A proposed bill would institute a 48-hour waiting period for marriage licenses to be issued to prevent fraudulent marriages. The bill, “An Act Concerning Justices of the Peace,” was introduced in the Planning and Development Committee earlier this legislative session.
“The bill (sic) raises an interesting concept that I hope residents will weigh in on,” Sen. Jeff Gordon (R-Woodstock), ranking senator on the Planning and Development Committee, said in an email. “We have seen multiple news reports of alleged ‘sham marriages’ taking place in Bridgeport, New Haven, Southington and other municipalities. This bill allows for a public conversation and enables people to share their stories and discuss solutions.”
“Sham marriages” are a type of immigration fraud where an immigrant and an American citizen pretend to be a couple and get married so the immigrant can gain a green card and, eventually, become a U.S. citizen.
In one month last year, 100 marriages in Bridgeport, or 40% of the marriages during that period of time, were between a woman who was an American citizen and a man who was an immigrant, neither of whom lived in the state at the time, CT Insider reported. Often, couples would gather outside City Hall and be paired by people holding paperwork—the people suspected of arranging these marriages—before walking in together, presumably to get married. Town officials and immigration officers suspect that these might be sham marriages.
Police and immigration officers are also investigating a string of potential sham marriages in Waterbury, New Haven, and Southington, CT Insider reported. Sometimes this arrangement can be dangerous. Two women in Southington reported to the police that they were physically threatened when they tried to pull out of a sham marriage.

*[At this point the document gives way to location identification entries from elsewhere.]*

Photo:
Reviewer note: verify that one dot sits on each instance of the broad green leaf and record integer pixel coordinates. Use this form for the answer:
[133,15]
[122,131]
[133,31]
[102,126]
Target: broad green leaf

CT Insider’s investigation uncovered couples primarily consisting of Indian men who were immigrants and American women. However, this issue is not confined to one national group.
Last month, the U.S. Citizenship and Immigration Service (USCIS) indicted 11 individuals for arranging sham marriages across the nation between Chinese nationals and American citizens. Some of these marriages took place in Connecticut.
This crime has been occurring for years in Connecticut.
In 2019, Jodian Stephenson—herself a Jamaican immigrant who entered a sham marriage and the operator of Stephenson Immigration and Legal Services—pleaded guilty to arranging 28 marriages in Connecticut, including her own. Then, a year after that, Stephenson’s husband, Sheldon, also pleaded guilty to helping Jodian arrange four of these marriages. In 2018, their co-conspirator, Donovan Lawrence, who operated Donovan Accounting Services, LLC, in Bridgeport, pleaded guilty for his role in arranging sham marriages. Additionally, four U.S. citizens and one noncitizen who participated in the marriages arranged by Jodian and Sheldon Stephenson, and Lawrence, also pleaded guilty to fraudulent marriages.
They would charge immigrants between $17,000 and $20,000 for these marriages, and then pay the American citizen between $2,000 and $4,000 for their participation.
The “Act Concerning Justices of the Peace” will be discussed at the Planning and Development Committee’s public hearing on March 11.